I have tried for days to progress with Grub2 unsuccessfully.

So started from scratch.  Created both freebsd-boot and freebsd-ufs partitions on my internal HDD.  Copied /boot to freebsd-ufs. Use "gpart bootcode -p /boot/gptboot -i 5 ada0" where '5' is the index of the freebsd-boot partition.  This lead to nothing special.

Tried "gpart bootcode -b /boot/pmbr ada0" and this got me booting on the internal HDD only when I had my USB stick with FreeBSD in a slot.  Problem was that upon rebooting with no USB stick inserted, the Mac showed the dreaded icon of a folder with a question mark.  Was able to use OSX Disk Utility from a clone of my internal HDD to Repair the internal HDD and be able to boot to OSX again.

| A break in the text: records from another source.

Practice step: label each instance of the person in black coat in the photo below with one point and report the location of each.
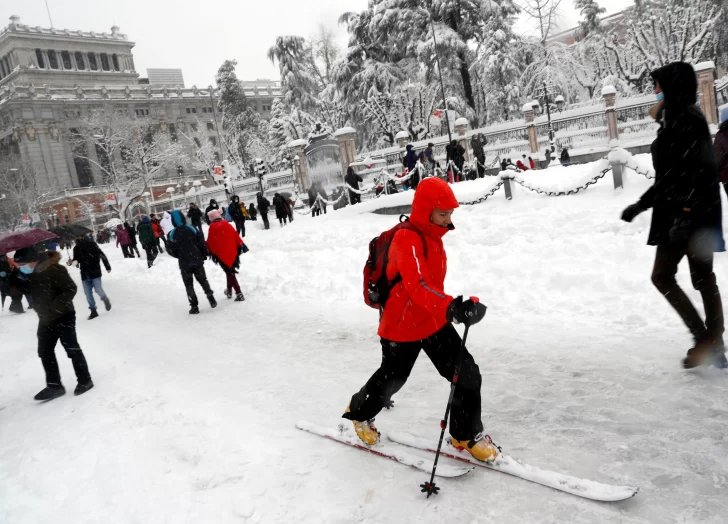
(132, 236)
(187, 245)
(194, 213)
(236, 213)
(88, 257)
(263, 207)
(686, 209)
(213, 205)
(353, 180)
(281, 211)
(53, 290)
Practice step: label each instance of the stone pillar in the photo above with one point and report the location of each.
(609, 94)
(461, 130)
(530, 117)
(297, 147)
(706, 91)
(347, 147)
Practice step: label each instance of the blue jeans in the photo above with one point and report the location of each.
(89, 286)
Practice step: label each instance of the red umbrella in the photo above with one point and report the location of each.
(24, 239)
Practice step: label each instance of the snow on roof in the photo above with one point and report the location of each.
(345, 131)
(702, 66)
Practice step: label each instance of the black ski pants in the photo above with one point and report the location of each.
(49, 333)
(703, 279)
(398, 359)
(197, 272)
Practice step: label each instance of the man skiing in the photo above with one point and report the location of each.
(88, 255)
(53, 290)
(187, 245)
(686, 209)
(418, 316)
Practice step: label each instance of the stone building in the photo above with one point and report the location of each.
(49, 78)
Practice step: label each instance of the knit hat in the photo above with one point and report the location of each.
(26, 255)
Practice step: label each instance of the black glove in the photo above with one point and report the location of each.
(629, 214)
(680, 231)
(467, 312)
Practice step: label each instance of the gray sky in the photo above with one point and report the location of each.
(197, 36)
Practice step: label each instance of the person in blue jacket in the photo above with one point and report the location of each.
(187, 245)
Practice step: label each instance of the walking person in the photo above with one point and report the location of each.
(225, 247)
(213, 205)
(686, 209)
(237, 215)
(353, 180)
(418, 316)
(281, 211)
(194, 213)
(122, 237)
(53, 290)
(187, 245)
(132, 236)
(263, 208)
(88, 257)
(721, 148)
(158, 232)
(149, 240)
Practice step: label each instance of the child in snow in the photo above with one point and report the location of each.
(418, 316)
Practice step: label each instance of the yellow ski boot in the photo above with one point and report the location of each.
(481, 448)
(366, 430)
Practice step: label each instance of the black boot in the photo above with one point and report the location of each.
(83, 388)
(50, 393)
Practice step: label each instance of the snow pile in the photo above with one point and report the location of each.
(193, 418)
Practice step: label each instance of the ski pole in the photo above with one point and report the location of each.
(430, 487)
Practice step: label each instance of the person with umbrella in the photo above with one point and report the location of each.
(88, 257)
(53, 290)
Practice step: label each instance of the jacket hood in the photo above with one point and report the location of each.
(679, 83)
(46, 260)
(178, 219)
(431, 194)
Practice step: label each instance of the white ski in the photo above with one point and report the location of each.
(504, 464)
(384, 449)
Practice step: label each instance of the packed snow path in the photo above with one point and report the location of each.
(193, 418)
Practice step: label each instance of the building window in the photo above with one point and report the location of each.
(66, 59)
(52, 60)
(80, 64)
(39, 58)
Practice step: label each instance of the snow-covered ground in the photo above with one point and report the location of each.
(192, 418)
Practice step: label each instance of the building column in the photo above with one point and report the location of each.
(706, 91)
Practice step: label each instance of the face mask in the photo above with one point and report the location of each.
(26, 270)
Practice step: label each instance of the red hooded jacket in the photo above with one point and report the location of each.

Inspired by http://http://www.glenbarber.us/2011/11/12/Dual-Booting-OS-X-and-FreeBSD-9.html, I tried "gpart bootcode -b /boot/pmbr -p /boot/gptboot -i 5 ada0".  I noticed that the output was "Bootcode written to ada0" instead of the expected "Bootcode written to ada0p5".  This command appeared to do the same as "gpart bootcode -b /boot/pmbr ada0", i.e. the part "-p /boot/gptboot -i 5" went ignored, just as I thought it would from the manual page for gpart (that reads "bootcode  Embed bootstrap code into the partitioning scheme's metadata on the geom (using -b bootcode) or write bootstrap code into a partition (using -p partcode and -i index)."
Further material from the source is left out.